When I was a pre-teen with an attitude I would lock myself in my room, learn fun codes for my MySpace Bio, and flip through the pages of Teen Vogue. At that particular time I began dreaming of a life where I would be cultivating the minds of magazine readers everywhere and working in fashion — basically I thrived to be Carrie Bradshaw. I wondered if this dream come true would be similar to The Devil Wears Prada in which I would be the frumpy-turned-fashion queen empress and work along side a snarky brit? Suppose it would it be like 13 Going On 30 where I could have that breath-of-fresh-air aura that allowed me to bring change and positivity into a cruel and blasé fashion world. Either way, I had fantasized this some kind of magical life as I cut and paste magazine clippings onto vision boards and transitioned from reading Teen Vogue to just Vogue — fantasizing the day when my words would one day fill up the thick glossy paper.
Fast forward to my first year of college and I am studying Education. Fast forward to my second year of college and I am studying Communication — still unsure of what I was to do in this world. It wasn’t until Junior year when I began writing out loud. By the time I graduated, I didn’t know where I was going exactly but I knew where I wanted to end up, writing in silk pajamas.
In August 2015, two months after I graduated college, I had secured a position as an unpaid Editorial Intern at a local Society – Art – Culture – Fashion Magazine and I was extremely happy.
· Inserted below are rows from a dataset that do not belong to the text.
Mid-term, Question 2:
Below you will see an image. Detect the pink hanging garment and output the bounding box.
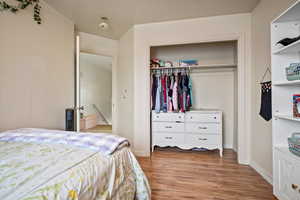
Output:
[172,76,178,111]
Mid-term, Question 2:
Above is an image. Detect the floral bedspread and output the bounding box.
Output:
[0,129,151,200]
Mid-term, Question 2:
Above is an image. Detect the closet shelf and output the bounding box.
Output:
[273,80,300,86]
[273,40,300,55]
[150,64,237,70]
[274,114,300,122]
I mean what is money when you snag an opportunity like this am I right? Knowledge is the most valuable currency and I was about to be rolling in figurative dollar bills! The high of working there lasted for roughly a month before I noticed that the environment had taken a toll on me. I was getting to write with and learn from brilliant people all around the office — it was fabulous — but I couldn’t help but notice the shadow of a different version of myself lurking behind me. It was there to tell me, this isn’t you.
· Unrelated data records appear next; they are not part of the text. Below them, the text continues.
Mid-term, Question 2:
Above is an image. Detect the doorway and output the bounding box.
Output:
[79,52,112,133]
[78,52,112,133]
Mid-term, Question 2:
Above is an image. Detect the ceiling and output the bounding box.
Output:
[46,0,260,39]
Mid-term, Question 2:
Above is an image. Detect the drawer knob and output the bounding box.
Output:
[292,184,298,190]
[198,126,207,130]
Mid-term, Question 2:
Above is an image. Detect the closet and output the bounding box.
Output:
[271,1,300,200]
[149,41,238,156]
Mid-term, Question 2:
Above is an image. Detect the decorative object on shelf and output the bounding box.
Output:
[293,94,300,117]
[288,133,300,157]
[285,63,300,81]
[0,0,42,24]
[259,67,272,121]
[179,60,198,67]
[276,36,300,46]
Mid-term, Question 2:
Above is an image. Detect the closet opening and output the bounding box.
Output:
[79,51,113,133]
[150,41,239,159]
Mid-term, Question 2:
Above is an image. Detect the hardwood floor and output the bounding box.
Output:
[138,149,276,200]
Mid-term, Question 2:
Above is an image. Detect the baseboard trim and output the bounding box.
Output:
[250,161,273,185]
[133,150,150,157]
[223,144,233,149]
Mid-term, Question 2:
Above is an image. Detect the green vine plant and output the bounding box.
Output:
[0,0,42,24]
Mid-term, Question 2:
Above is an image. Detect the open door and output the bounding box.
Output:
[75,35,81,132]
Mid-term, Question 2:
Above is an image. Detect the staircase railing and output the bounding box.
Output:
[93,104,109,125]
While working there was such a valuable learning experience as a writer, it was even more of an experience as a person. It was my first time living in a world that wasn’t designed by a perfect system. No one owed you anything and success had to be earned over time. I learned that my patience level was extremely high but my will to fight the norm was not. I bought shoes that were $600 in hopes to impress and found myself wishing I was better. I felt the things that I liked weren’t as cool as the things everyone else liked and that my target purse just wasn’t up to par. I quickly learned my place in that world and I wasn’t satisfied.
After six months of being there I learned that my work ethic was just fine, my ability to communicate with superiors at ease was on point, but that my individuality had been a little shaken. Was I to let a job mold me as a person? I started to be OK with the fact that yes, everyone does have a place in this world but just because yours is different, doesn’t mean it doesn’t fit. I may not own Louis-Vuttion-Everything but I know that I have way too many Spider-Man collectibles and that is just fine. I am a writer and I knew that that was why I was there, Gucci or no Gucci.
I was sad to have to leave the Magazine only because I felt like I had just began feeling like myself and I was ready for them to see it too. However, I know that things always happen for a reason — and we can always learn from everything we do. Walking through the glass doors one last time was hard because I love what I do. Some experiences, when they end, often leave you feeling broken hearted and wishing you could have a little more time. I want that feeling to transcend into all of the work that I will one day do. I want to remember to hold on to who am I no matter the individuals and handbags that surround me.